Please support #Action4Solutions Campaign by signing our open letter to the Chancellor
During the banking crisis of 2008, many (but not all) of our mortgages were with high street lender, Northern Rock. This was subsequently nationalised and further lending was suspended which put stop to internal product transfers. This meant that our mortgages reverted to the more expensive standard variable rate (SVR). Pre-crash, the SVR was set at 1.5% above the Bank of England base rate. However, UKAR, acting for the Government, increased this margin to 4.5%. Given the difficult economic conditions – housing market, job losses and business closures – many borrowers could not switch to a better deal elsewhere. This was then exacerbated by the Mortgage Market Review (MMR) which introduced a retrospective stress test for new borrowing. This meant that new mortgage applicants would have to prove their income could withstand rates if they increased by 2 -3 %. So, whilst many of our members have been paying between 5- 7% SVRs, we are consistently told that we cannot afford to pay interests which are set at significantly less.
Many of our mortgages have now been sold to private equity firms with no licence to lend and who are not regulated by the FCA. We are trapped and left at the whim of vulture funds whose sole incentive is to maximise shareholder returns. Additionally, those struggling to pay their mortgage during the 2008 crisis, who accessed the government Support for Mortgage Interest (SMI) payments, had to take this as a loan to be paid back at the end of the mortgage term. These borrowers cannot remortgage now as new lenders expect this to be paid in full first.

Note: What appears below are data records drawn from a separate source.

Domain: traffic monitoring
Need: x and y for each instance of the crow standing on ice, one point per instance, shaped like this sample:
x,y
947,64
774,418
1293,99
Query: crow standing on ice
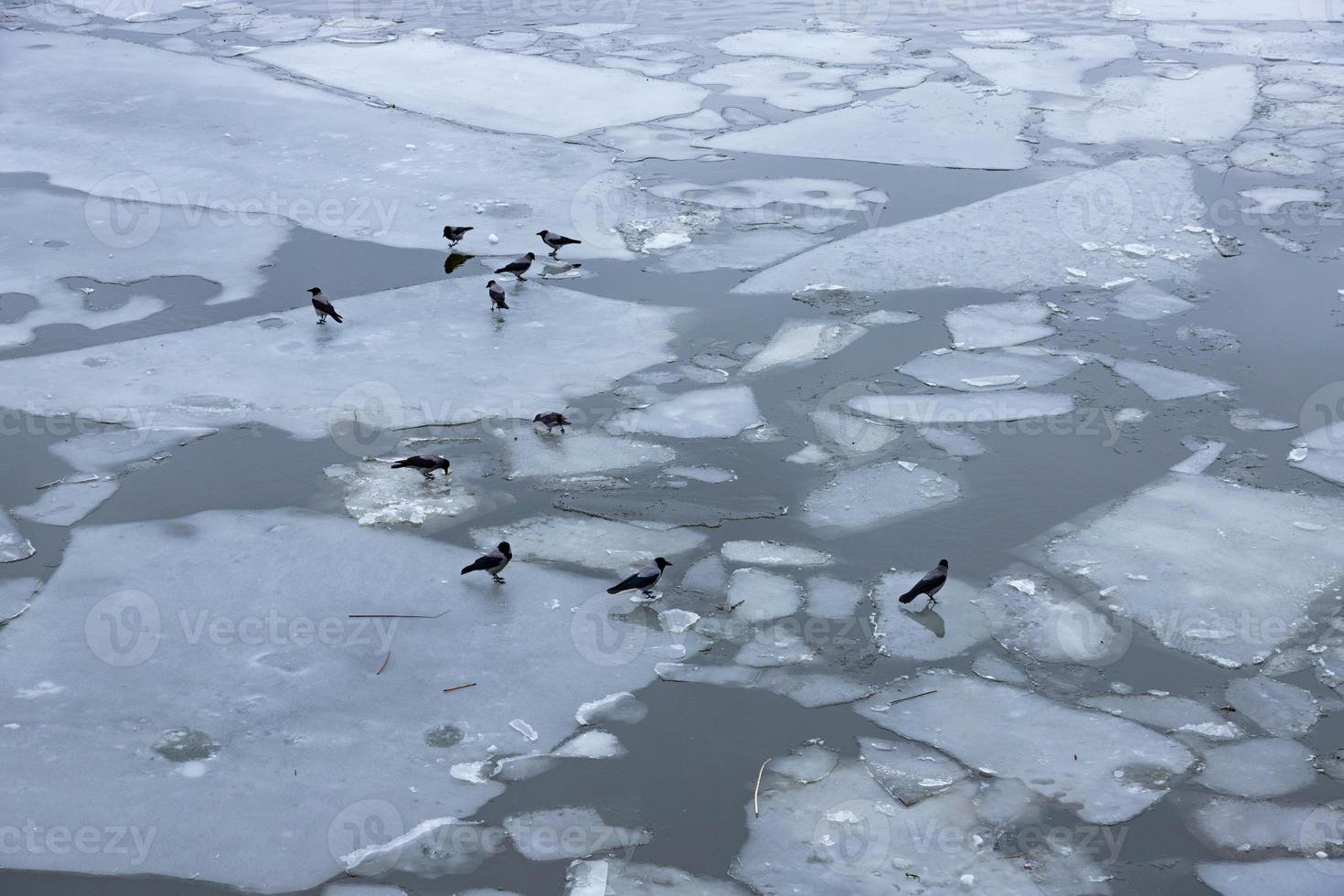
x,y
644,579
323,306
492,561
426,464
517,266
930,584
551,420
557,242
454,234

Imagine if the same were to occur in the current crisis to the extent that:
- Banks were bailed out instead of protecting jobs and furloughing staff
- Banks increased SVRs instead of reducing them in line with BoE
- Mortgage holders coming to the end of their introductory terms were left stranded on these higher SVRs
- Legislation was introduced to make it harder to remortgage instead of introducing legislation that compels banks and other lenders to provide mortgage holidays and payment freezes
- Those who struggled to pay their mortgages during an economic crisis were forbidden product transfers and then sold off to private companies with no lending licence and left to pay crippling interest rates
In our COVID-19 impact report, we provided evidence of the additional financial hardship our members are now experiencing – whether employed, self-employed or retired. Additionally, many of our members are Key Workers. They face the most harrowing of circumstances each day in their jobs, saving the lives of others while risking their own and those of their families. They continue to do this under severe financial pressure and on top of the emotional pressure that being a mortgage prisoner already encapsulates – as highlighted in our mental health report. We are concerned that this current crisis may create many more mortgage prisoners – particularly where mortgage holders may have to rely on SMI payments in the aftermath.

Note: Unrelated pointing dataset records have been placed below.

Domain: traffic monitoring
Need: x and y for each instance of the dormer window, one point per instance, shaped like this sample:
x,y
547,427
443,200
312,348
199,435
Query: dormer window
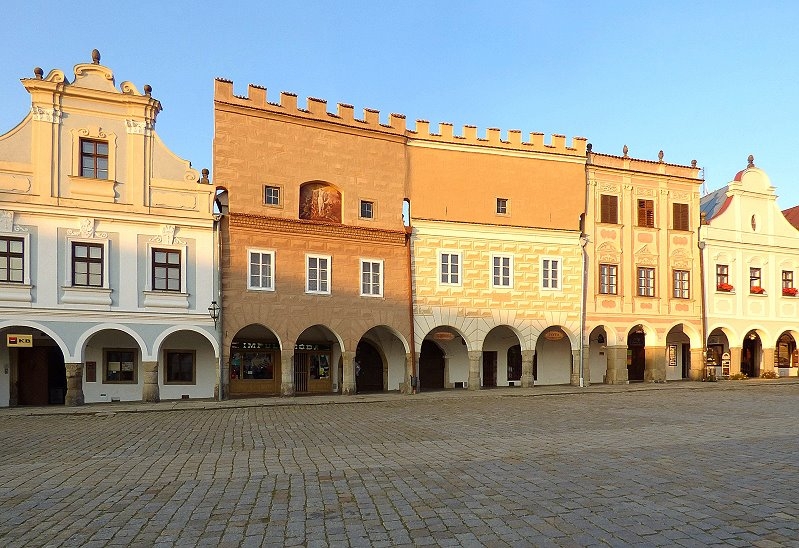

We are calling on the Chancellor to act now to help mortgages prisoners. Back bench debates and FCA consultations have had little to no effect. The Treasury states that it would consider extending the regulatory perimeter to unregulated entities ‘where it sees potential harms to consumers are occurring’. Yet this ignores the ACTUAL harms mortgage prisoners are already experiencing as outlined in our mental health and COVID-19 reports. In effect, any solutions proposed have yet to translate into anything tangible for mortgage prisoners.

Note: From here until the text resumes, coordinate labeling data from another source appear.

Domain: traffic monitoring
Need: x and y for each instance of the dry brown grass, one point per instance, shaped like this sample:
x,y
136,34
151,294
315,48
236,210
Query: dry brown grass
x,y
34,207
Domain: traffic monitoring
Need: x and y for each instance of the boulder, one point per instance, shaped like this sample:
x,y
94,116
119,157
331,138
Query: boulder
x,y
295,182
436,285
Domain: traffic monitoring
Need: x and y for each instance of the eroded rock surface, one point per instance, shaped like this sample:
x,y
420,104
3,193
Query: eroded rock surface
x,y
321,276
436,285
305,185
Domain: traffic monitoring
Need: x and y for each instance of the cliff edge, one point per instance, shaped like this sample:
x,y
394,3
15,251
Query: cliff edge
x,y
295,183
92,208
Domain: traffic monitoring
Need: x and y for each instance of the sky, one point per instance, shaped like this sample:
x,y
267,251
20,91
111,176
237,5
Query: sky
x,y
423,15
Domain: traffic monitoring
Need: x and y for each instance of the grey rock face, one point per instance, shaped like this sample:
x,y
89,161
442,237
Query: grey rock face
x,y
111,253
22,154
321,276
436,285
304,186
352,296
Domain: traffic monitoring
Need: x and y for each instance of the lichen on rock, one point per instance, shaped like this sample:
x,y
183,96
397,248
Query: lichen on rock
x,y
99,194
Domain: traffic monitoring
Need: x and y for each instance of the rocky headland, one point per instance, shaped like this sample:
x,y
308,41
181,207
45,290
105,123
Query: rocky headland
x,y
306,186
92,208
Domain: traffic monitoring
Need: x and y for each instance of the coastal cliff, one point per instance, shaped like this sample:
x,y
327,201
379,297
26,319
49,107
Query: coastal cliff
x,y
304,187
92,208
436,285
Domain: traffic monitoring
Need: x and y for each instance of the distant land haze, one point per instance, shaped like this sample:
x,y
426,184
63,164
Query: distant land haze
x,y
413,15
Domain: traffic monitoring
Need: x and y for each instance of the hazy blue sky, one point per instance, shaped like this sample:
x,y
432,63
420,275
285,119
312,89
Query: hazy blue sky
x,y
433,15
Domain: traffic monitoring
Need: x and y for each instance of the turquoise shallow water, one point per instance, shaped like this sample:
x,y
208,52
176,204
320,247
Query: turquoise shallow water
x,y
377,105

We believe there are simple yet effective solutions to our situation:
Stop selling British mortgages to vulture funds
Extend the regulatory perimeter
Cap margins on SVRs
Bring our mortgages back under active lenders to give us choice to product transfer
We would also propose that bringing all mortgages back within high street, regulated lending would be of significant benefit to the post-COVID economic recovery of our country. Many mortgage prisoners are paying monthly costs of £100s additional on their mortgages. Fairer mortgage rates would mean many 1000s of mortgages prisoners injecting their disposable income back into the economy.
We are respectfully requesting that the Chancellor act now to support mortgage prisoners in the short and longer term so that we are not forgotten within yet another crisis, when we are still living in the one of the past.